- Simplified Chinese: 中国共产党领导的多党合作和政治协商制度
- Traditional Chinese: 中國共產黨領導的多黨合作與政治協商制度

Standard Mandarin
- Hanyu Pinyin: Zhōngguó Gòngchǎndǎng Lǐngdǎode Duōdǎng Hézuò hé Zhèngzhì Xiéshāng Zhìdù

Alternative Chinese name
- Simplified Chinese: 政治协商制度
- Traditional Chinese: 政治協商制度

Standard Mandarin
- Hanyu Pinyin: Zhèngzhì Xiéshāng Zhìdù

= System of multi-party cooperation and political consultation =

Chinese Communist Party principle

The system of multi-party cooperation and political consultation under the leadership of the Chinese Communist Party is the official term for the political party system of the People's Republic of China. According to this system, the Chinese Communist Party (CCP) is the sole ruling party, with eight minor non-oppositional political parties permitted by the CCP to exist.

== History ==

Chinese leader Deng Xiaoping previously used the term "system of multiparty cooperation under the leadership of the CCP." The CCP Central Committee issued a document titled the "Opinions of the CCP Central Committee on Upholding and Improving the Multi-Party Cooperation and Political Consultation System under the Leadership of the Chinese Communist Party" at the end of 1989, incorporating "political consultation" to the system. The drafting of the document began at the beginning of 1989 based on Deng Xiaoping's instructions on a proposal put forward by a member of a minor party. At the first session of the 8th National People's Congress on 29 March 1993, the preamble of country's constitution was amended to incorporate the system.
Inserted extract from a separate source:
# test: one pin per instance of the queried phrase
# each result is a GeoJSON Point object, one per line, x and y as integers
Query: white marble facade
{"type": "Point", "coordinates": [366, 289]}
In February 2005, the CCP Central Committee under Hu Jintao released the Central Committee issued the "Opinions of the CCP Central Committee on Further Strengthening the Building of the System of MultiParty Cooperation and Consultation Under the Leadership of the CCP", which promoted the view that the CCP consult more with the minor parties, submit major policies to the CPPCC before adoption, and respect their views.

== Definition ==

According to the 1982 state constitution, "The system of multiparty cooperation and political consultation under the leadership of the Communist Party of China will continue and develop long into the future". The system means that the CCP "is the only party in power in the People's Republic of China" and that the eight minor political parties can participate in the "discussion and management of state affairs" with the precondition of accepting CCP's leadership.

According to the state-run media agency China Internet Information Center, consultation takes place under the leadership of the CCP, with mass organizations, the minor parties, and "representatives from all walks of life". These consultations contribute, at least in theory, to the formation of the country's basic policy in the fields of political, economic, cultural and social affairs. Officially, the CCP's relationship with other parties is based on the principle of "long-term coexistence and mutual supervision, treating each other with full sincerity and sharing weal or woe." This process is institutionalized in the Chinese People's Political Consultative Conference (CPPCC), which serves as the institutional form of political consultation.